4 Bolchevik : faction créée en 1903 sous la direction de Lénine.

5 Armée rouge : de sa complète dénomination “l’Armée rouge des ouvriers et paysans”. Armée créée par le pouvoir bolchevik, à la suite de la Révolution d’Octobre pour contrer l’Armée Blanche conduite par le Tsar.

6 Staline Joseph : dirigeant de l’Union soviétique de 1924 jusqu’à sa mort en 1953. Il joue un rôle central dans l’histoire du XXe siècle, notamment pendant la Seconde Guerre mondiale et la période de la Guerre froide. Son régime est connu pour son autoritarisme, la collectivisation forcée, les purges politiques et le Goulag.

7 Moudjahidine : signifie “combattant” ou “celui qui mène le djihad”. Historiquement, il a été utilisé pour désigner des combattants musulmans.

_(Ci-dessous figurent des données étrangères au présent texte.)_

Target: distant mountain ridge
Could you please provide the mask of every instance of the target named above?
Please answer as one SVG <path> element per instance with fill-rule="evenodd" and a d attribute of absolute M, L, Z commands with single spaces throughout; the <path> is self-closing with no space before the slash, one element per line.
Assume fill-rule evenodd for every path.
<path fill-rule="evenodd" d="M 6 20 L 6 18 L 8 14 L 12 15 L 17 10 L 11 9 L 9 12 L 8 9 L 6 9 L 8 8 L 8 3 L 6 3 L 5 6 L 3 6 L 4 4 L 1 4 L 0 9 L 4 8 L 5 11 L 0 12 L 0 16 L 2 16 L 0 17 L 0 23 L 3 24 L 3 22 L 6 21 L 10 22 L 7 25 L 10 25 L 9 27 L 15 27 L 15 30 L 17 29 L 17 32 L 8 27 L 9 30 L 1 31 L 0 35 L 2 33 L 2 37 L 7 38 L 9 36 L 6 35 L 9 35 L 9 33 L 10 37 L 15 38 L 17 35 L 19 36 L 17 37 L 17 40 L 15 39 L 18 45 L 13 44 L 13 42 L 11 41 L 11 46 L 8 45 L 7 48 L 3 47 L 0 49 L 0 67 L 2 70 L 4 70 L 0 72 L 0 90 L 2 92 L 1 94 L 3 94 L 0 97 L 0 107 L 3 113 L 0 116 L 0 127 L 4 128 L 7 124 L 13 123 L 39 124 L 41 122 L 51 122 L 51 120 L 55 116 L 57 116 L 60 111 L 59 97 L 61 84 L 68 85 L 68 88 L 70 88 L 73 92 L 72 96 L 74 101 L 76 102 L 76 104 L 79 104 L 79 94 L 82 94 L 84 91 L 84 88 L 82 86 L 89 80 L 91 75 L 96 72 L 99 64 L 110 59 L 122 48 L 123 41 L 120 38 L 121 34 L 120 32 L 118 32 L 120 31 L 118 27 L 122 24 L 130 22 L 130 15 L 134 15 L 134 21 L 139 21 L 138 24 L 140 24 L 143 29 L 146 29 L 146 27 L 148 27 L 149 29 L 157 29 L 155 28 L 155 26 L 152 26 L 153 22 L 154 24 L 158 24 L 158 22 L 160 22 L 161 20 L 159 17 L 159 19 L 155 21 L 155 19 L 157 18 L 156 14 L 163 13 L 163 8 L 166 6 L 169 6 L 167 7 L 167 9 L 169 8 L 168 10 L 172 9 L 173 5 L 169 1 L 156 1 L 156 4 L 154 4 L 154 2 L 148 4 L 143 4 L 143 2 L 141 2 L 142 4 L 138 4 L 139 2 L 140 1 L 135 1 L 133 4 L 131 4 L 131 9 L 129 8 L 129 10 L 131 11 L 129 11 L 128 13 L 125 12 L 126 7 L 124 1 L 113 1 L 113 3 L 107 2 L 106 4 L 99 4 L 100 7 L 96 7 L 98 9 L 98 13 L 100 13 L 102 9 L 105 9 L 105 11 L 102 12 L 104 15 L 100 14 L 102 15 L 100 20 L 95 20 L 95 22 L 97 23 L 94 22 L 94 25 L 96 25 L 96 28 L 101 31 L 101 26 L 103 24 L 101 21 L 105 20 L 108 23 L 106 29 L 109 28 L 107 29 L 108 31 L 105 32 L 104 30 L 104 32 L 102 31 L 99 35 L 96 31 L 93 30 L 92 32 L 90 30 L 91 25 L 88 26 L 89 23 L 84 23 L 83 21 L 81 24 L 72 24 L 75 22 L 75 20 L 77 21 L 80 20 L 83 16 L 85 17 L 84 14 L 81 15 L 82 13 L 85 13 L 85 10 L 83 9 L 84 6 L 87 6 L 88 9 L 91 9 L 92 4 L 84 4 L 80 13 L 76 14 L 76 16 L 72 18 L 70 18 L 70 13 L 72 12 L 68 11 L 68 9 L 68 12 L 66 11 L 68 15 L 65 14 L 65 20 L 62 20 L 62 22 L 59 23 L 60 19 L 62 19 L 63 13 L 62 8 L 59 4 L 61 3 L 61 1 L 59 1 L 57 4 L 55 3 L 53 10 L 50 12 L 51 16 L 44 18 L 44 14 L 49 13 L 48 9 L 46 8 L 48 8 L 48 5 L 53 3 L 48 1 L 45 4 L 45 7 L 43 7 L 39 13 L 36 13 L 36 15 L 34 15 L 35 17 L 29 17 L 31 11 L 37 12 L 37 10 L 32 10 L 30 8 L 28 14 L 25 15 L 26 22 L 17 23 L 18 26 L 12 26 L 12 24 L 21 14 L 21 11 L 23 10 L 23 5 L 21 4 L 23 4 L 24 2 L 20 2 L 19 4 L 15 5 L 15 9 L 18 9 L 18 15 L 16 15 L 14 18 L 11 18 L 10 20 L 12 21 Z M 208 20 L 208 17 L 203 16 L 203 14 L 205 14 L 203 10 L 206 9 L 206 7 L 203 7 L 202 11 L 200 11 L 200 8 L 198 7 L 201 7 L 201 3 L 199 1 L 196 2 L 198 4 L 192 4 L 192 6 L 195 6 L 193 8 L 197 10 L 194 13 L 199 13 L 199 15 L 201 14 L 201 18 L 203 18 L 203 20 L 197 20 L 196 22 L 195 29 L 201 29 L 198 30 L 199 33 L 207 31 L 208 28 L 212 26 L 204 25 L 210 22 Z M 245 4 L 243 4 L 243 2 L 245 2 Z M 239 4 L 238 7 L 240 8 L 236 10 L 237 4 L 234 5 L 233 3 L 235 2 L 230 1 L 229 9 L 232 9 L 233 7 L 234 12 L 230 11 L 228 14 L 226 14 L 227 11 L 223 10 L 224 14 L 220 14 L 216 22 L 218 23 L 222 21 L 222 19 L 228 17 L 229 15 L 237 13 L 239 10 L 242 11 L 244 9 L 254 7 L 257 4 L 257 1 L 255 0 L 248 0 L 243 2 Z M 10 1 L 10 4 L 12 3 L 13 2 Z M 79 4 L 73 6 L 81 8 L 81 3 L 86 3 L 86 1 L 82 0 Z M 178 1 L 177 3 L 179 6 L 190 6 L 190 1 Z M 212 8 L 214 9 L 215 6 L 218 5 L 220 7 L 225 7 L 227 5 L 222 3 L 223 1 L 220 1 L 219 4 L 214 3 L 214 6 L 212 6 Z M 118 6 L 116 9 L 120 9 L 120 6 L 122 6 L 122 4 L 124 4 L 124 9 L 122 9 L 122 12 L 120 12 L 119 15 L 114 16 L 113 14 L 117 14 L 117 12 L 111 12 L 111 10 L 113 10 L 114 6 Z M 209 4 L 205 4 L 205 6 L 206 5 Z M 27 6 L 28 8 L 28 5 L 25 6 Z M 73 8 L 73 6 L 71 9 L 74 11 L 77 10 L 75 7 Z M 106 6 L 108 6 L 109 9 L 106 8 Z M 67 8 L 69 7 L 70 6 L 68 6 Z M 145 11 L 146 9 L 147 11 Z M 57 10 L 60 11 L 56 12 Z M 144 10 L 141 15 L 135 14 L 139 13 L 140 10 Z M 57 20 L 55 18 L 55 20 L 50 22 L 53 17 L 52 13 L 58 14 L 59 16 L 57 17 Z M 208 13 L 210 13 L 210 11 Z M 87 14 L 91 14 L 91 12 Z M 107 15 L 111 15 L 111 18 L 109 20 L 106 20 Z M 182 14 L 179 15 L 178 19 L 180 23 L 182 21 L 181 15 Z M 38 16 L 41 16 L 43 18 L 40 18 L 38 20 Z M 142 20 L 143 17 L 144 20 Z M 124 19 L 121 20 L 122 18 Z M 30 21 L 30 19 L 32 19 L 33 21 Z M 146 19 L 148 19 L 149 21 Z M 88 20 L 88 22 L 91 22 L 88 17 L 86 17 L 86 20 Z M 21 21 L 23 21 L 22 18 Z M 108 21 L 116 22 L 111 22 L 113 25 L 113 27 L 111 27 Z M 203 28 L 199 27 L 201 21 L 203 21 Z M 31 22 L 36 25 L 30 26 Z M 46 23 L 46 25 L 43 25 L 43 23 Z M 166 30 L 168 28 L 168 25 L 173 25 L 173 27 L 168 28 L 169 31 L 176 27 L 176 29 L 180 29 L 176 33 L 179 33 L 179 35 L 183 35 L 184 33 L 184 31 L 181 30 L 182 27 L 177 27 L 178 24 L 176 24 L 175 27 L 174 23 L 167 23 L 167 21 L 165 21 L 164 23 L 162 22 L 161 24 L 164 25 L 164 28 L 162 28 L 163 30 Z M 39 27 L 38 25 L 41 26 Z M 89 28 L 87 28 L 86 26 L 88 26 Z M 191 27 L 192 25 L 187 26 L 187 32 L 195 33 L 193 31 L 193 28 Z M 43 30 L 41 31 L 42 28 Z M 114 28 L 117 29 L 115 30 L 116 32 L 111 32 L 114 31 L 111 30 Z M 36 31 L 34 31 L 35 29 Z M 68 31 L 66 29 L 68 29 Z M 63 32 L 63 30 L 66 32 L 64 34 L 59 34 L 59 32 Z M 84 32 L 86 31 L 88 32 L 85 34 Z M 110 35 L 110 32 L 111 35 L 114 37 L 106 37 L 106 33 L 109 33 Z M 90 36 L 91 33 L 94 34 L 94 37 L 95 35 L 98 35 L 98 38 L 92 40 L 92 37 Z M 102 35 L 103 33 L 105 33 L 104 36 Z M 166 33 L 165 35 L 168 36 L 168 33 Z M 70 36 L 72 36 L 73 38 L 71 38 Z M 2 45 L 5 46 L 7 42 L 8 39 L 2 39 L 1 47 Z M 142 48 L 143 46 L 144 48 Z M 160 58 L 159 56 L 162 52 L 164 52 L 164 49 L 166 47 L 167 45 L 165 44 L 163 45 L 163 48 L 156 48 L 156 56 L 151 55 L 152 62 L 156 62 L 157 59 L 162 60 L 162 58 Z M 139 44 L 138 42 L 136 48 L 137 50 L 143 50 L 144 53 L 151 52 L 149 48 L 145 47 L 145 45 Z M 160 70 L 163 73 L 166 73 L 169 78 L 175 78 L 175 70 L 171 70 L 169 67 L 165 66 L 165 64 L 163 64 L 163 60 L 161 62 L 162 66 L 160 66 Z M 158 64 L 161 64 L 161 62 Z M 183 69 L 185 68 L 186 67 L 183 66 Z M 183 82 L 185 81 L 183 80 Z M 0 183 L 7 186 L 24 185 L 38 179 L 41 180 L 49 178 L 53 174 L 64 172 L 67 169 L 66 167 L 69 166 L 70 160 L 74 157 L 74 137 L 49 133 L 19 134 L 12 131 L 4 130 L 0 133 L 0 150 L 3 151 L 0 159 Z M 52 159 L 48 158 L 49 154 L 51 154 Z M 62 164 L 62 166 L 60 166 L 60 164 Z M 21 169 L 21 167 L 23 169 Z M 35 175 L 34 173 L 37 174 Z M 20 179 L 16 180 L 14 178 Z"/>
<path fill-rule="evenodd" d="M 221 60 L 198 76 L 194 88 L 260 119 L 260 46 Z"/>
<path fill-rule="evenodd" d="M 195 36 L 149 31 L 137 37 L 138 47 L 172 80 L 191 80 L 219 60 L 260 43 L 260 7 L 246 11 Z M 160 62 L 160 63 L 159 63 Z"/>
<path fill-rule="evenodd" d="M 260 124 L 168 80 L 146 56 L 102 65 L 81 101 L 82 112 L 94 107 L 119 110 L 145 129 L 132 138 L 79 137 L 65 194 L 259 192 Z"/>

8 Conflits afghans : période de guerre civile après le retrait des troupes soviétiques en 1989 et l’effondrement du régime communiste afghan en 1992.

9 Taliban : mouvement islamiste fondamentaliste connu pour son interprétation stricte de l’islam sunnite.

Voir à Termez

Depuis plus de deux millénaires, Termez s’impose comme l’un des grands carrefours culturels d’Asie centrale.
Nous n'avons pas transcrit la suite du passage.